This week I'm working as an assistant to an artist friend as she prepares for an installation. My job is to hem the raw edges of printed banners and power-wash the silkscreens in an old warehouse bathroom with enormous windows propped up, the hard-hatted construction guys outside smoking and complaining of diarrhea from crappy Wawa coffee. On the way home I stop at Whole Foods, too cash-poor to buy much, and see what samples they've got out at the cheese counter. Hard French cheeses run through with dusty veins of mold, dank and aged.
And one time I was in that cave, one of a million on the limestone plateau of the Larzac, in the Languedoc (langue d'oc, as opposed to langue d'oil, precursor to the modern oui, differentiating the regions of the land by dialect, therefore "language of yes", or literally, "yes-tongue"), the southern French rock pocked and bubbled with holes. We were on someone's farm, a friend of a friend, drinking lemonade from small glasses on a rickety table outside, listening while they chattered fast and hard en francais, and then we walked inside, into what looked like a closet door and down a staircase. Down and down and down, like an optical illusion, because how could the next flight be this far down? and then down some more, and more, the steps worn stone now, and a single ancient electric line connecting a bare bulb or two, down and down, and then there we were, in the cave. A cheesemaking cave. The equipment still sat there, a hundred years old easily, and beyond that the ceilings vaulted out and up. Stalactites, stalagmites, I mean a real cave, drippy and cool, huge echoing chambers one after another interminably in the dark.

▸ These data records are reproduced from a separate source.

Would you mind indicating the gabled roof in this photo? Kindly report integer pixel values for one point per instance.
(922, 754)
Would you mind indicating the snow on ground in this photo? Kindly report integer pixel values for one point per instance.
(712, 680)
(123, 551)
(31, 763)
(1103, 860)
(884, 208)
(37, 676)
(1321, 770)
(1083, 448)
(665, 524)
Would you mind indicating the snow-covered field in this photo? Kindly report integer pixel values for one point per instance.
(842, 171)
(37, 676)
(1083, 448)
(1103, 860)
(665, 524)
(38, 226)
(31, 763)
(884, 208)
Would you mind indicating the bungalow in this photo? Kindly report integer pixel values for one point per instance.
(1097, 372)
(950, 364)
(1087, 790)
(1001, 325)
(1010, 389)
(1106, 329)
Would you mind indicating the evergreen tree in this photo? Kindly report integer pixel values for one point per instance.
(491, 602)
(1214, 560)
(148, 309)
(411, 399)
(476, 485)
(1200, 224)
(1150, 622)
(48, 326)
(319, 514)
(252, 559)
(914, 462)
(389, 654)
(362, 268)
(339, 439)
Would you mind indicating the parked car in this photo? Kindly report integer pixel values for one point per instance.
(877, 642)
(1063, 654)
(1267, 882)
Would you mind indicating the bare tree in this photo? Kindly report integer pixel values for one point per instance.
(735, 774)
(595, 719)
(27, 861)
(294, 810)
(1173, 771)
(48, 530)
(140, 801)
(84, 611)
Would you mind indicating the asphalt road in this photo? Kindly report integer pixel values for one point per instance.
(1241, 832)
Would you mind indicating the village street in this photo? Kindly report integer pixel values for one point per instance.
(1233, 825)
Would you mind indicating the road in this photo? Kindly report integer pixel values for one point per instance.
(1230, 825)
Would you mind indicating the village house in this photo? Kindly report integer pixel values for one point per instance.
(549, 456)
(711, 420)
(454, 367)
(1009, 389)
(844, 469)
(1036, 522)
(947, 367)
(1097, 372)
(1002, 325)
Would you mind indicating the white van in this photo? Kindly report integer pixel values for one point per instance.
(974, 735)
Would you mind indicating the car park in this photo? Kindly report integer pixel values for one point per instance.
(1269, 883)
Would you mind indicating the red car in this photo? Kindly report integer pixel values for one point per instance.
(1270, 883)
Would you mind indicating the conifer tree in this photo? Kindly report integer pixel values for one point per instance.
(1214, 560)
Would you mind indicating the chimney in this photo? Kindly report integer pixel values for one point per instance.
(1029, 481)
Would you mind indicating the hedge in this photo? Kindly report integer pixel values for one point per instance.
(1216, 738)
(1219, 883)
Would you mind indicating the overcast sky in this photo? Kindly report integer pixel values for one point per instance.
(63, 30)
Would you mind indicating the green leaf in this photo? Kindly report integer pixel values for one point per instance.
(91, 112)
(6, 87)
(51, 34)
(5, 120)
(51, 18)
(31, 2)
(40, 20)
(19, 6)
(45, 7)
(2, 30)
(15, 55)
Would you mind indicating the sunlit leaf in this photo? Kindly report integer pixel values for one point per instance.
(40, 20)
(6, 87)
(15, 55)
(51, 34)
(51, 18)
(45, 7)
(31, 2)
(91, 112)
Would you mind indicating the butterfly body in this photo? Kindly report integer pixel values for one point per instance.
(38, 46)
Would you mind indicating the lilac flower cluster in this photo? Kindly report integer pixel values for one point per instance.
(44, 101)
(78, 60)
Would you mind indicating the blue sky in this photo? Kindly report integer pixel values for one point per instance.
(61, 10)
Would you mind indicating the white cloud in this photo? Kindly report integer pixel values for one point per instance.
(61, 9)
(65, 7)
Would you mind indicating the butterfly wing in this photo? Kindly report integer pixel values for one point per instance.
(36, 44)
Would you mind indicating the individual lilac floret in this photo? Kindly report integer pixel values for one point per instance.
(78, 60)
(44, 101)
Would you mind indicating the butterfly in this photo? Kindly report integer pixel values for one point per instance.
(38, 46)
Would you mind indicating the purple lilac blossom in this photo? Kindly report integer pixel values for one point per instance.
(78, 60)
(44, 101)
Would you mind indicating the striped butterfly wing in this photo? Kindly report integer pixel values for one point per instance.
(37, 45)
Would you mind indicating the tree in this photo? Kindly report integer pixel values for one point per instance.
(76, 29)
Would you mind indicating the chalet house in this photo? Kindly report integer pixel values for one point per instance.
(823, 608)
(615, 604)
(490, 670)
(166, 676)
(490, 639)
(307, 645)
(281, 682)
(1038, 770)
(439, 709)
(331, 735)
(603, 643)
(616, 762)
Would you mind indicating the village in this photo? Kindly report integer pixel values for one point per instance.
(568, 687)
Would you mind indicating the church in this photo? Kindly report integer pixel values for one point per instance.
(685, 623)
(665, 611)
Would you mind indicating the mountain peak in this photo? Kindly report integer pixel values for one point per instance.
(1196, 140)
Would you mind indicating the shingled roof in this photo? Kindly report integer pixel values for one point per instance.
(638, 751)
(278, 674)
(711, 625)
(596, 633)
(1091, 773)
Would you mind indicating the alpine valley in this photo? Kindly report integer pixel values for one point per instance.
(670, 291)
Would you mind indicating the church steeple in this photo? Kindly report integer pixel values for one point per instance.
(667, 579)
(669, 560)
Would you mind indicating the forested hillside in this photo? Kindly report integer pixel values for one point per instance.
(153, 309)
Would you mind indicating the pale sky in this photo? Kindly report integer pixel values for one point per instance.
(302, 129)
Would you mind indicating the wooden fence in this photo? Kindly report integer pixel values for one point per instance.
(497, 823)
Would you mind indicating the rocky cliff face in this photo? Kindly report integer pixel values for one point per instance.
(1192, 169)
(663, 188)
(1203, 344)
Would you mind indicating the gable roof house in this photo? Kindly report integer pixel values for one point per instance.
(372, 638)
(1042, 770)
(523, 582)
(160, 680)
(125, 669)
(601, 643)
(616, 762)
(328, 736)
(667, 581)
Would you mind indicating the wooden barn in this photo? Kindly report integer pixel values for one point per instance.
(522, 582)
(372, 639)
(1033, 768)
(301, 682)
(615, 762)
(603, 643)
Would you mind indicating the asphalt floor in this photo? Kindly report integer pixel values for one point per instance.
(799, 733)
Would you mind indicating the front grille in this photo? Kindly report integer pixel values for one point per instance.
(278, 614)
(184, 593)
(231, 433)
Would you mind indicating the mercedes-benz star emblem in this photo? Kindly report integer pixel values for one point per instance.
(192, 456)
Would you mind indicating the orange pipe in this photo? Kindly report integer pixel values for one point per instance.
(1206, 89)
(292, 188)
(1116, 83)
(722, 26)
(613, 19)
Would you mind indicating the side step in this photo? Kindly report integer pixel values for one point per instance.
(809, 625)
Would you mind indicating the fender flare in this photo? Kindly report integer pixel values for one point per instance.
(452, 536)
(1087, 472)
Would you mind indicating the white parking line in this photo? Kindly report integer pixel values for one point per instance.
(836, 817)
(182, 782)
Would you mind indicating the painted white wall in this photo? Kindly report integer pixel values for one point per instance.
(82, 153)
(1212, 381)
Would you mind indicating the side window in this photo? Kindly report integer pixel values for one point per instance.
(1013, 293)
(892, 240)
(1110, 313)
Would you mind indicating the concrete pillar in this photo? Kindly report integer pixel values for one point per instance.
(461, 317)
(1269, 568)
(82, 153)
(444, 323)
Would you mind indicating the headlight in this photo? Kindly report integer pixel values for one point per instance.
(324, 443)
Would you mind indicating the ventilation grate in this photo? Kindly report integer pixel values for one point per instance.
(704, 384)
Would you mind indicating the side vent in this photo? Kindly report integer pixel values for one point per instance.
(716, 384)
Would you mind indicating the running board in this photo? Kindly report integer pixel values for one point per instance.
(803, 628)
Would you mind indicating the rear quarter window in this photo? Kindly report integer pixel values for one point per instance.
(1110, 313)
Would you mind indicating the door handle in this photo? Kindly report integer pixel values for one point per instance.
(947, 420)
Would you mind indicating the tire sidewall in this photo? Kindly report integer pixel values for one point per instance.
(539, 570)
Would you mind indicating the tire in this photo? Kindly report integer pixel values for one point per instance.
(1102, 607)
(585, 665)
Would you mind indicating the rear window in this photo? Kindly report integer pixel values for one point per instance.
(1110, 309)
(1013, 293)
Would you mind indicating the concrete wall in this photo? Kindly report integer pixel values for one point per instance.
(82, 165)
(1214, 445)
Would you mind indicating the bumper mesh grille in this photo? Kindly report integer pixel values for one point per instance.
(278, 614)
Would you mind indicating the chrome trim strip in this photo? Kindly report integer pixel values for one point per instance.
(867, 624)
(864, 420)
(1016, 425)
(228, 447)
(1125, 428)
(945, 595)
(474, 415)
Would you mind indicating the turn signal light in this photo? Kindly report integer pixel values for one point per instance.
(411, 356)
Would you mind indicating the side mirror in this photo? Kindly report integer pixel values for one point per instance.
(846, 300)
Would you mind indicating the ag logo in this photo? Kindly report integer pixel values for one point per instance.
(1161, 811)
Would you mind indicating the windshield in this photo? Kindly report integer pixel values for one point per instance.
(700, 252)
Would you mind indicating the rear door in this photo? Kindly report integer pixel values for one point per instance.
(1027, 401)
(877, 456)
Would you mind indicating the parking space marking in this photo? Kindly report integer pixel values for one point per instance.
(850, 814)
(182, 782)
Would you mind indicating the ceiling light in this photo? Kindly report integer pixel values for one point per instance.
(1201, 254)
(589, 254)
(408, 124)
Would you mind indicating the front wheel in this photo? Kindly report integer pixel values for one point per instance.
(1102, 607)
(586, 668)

Did I mention the goats? It was a goat farm. Little mohair goats, running determinedly into the barn on their goaty hooves, two of them vying for top spot on a stack of hay bales. It was spring and there were babies, twins. Some had been rejected by their mothers and lay dwindling and tiny in the stalls, unhappy with the bottles of warm goat milk, surrogate rubber teats. I loved them, the babies and moms and the ones jumping on the hay and butting their horns together; I liked their creepy slit eyes and their ridiculous beautiful hair.
So it was part wool shop, this place, part of a collective where they sent out the mohair in bulk and got it back dyed and spun. Like a CSA, but of yarn. I touched every skein in the room before picking out an armload, each ball of which was marked MOHAIR DE FERMES DE FRANCE. There was an example sweater, red lace, and I was delirious with the possibilities and the shine of the soie, silk, spun into the fibers. Then we drove off in a rusty car to, I don't know, a concert held in an anarchist squat in some ruins, or we drank red table wine under a 60-watt light, or we wandered into someone's barn to play with the new puppies, wriggling and soft. And I'm knitting tonight in Philadelphia, broke and freckled, my cat asleep on the rug, watching CSI on the stolen internet. I'm knitting lace from the green French mohair, readying for winter, goats spun into scarves, people into stories, into memory and stone.